Image by kristobalite
Eglise romane ; commune d’Echillais, Charente-Maritime 17, Poitou-Charentes, France
Une nef simple, terminée par un chœur en hémicycle à cinq fenêtres, définit l’ensemble. Au xve siècle, deux salles latérales ont été ajoutées au Sud et remaniées depuis. Les voûtes en berceau ont été refaites au XVIIe siècle, comme le clocher détruit aux guerres anglaises. Seules les trois fenêtres centrales du chœur sont, à l’intérieur, encadrées de colonnettes à chapiteaux soignés dont les tailloirs, ornés de demi-besants opposés par le côté convexe et réunis par un filet, se continuent sur la partie tournante.

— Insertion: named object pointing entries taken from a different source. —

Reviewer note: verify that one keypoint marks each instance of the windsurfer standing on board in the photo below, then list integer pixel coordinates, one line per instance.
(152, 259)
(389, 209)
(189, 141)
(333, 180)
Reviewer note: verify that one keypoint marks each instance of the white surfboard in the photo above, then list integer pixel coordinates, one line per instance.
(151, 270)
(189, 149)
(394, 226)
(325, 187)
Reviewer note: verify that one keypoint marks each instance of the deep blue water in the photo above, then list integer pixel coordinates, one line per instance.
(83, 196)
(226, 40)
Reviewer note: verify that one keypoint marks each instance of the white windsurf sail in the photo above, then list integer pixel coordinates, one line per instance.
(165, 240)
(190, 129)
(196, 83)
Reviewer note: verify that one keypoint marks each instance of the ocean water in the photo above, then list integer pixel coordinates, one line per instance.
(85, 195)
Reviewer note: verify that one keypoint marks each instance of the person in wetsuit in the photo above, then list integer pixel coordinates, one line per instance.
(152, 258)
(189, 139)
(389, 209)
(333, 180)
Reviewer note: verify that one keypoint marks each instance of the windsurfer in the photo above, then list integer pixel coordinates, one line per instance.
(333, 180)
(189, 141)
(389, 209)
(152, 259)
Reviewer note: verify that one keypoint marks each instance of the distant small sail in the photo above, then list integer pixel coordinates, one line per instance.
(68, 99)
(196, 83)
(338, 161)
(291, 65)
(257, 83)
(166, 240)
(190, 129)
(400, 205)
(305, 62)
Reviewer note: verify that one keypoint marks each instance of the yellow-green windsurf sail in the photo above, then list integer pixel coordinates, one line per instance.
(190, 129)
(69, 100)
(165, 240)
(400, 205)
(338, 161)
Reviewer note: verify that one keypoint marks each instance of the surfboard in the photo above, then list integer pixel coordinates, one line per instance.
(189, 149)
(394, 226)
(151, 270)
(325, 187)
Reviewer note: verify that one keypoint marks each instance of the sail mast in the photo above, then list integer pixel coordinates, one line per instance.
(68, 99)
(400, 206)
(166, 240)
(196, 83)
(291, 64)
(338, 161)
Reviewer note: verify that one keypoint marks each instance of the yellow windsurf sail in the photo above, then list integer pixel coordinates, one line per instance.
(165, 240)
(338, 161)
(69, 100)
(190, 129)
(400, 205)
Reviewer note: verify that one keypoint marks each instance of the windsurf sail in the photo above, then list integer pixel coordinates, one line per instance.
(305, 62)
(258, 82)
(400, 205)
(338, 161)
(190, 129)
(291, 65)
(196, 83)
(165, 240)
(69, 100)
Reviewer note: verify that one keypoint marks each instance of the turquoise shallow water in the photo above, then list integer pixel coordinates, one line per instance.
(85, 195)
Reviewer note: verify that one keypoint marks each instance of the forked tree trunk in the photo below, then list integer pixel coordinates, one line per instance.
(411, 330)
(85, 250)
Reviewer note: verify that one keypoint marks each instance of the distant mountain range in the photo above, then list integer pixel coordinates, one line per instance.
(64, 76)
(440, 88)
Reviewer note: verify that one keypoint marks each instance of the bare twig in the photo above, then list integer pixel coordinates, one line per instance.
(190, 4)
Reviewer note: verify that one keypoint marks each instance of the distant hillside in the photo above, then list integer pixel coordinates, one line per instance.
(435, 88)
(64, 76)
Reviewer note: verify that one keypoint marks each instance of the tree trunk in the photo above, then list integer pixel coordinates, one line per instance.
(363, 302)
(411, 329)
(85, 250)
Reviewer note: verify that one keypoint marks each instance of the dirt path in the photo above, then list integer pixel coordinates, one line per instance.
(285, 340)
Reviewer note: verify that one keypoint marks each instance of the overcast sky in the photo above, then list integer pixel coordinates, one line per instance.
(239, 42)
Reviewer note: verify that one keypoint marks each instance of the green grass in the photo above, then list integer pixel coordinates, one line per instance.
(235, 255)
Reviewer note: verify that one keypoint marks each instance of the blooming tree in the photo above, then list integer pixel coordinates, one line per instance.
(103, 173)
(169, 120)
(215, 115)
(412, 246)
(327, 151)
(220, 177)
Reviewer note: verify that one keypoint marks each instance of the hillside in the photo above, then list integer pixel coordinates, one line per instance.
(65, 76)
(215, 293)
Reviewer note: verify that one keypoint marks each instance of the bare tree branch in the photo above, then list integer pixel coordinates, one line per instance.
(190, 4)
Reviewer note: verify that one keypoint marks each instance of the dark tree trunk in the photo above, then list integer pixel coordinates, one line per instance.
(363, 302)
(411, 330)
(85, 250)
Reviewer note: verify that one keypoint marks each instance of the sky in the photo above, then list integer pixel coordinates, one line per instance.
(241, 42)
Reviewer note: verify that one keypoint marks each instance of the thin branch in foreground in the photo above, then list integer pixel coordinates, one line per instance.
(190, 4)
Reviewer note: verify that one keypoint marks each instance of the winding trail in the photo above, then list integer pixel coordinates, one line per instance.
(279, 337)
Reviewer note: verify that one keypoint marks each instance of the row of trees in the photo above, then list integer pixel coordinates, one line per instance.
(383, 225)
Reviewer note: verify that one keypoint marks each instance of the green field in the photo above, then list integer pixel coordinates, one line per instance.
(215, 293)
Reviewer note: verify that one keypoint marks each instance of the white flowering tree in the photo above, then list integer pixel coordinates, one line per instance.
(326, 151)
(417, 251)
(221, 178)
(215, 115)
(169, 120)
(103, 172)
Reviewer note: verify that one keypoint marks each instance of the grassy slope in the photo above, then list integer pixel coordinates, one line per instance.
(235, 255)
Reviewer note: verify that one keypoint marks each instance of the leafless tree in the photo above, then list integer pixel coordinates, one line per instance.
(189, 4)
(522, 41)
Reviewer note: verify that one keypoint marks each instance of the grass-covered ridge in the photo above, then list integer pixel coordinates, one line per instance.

Les corbeilles vigoureusement sculptées sont ornées de motifs végétaux ou de sujets au sens obscur. L’un présente un personnage chevelu assis sur un siège en X, portant une croix et tenant un livre ouvert. Il est accolé de deux hommes debout, qui paraissent vêtus d’habits sacerdotaux. Celui de droite appuie un livre fermé sur sa poitrine. Son pendant tient une masse à deux mains; sous la volute de la crosse un reste indéterminé : exhortation ou scène d’hommage. Le chapiteau qui fait pendant montre deux sujets : sur une face, un homme à bonnet, debout, se défend avec un galet contre un chien qui lui engoule le bras gauche. A côté, un autre lutteur couché au-dessus, saisit un second chien dont il écarte les mâchoires. Des colliers soigneusement soulignés spécifient qu’il s’agit bien de chiens, mais le thème est aussi énigmatique.
Ailleurs des rapaces grimpés sur des lions les attaquent suivant un modèle oriental bien connu.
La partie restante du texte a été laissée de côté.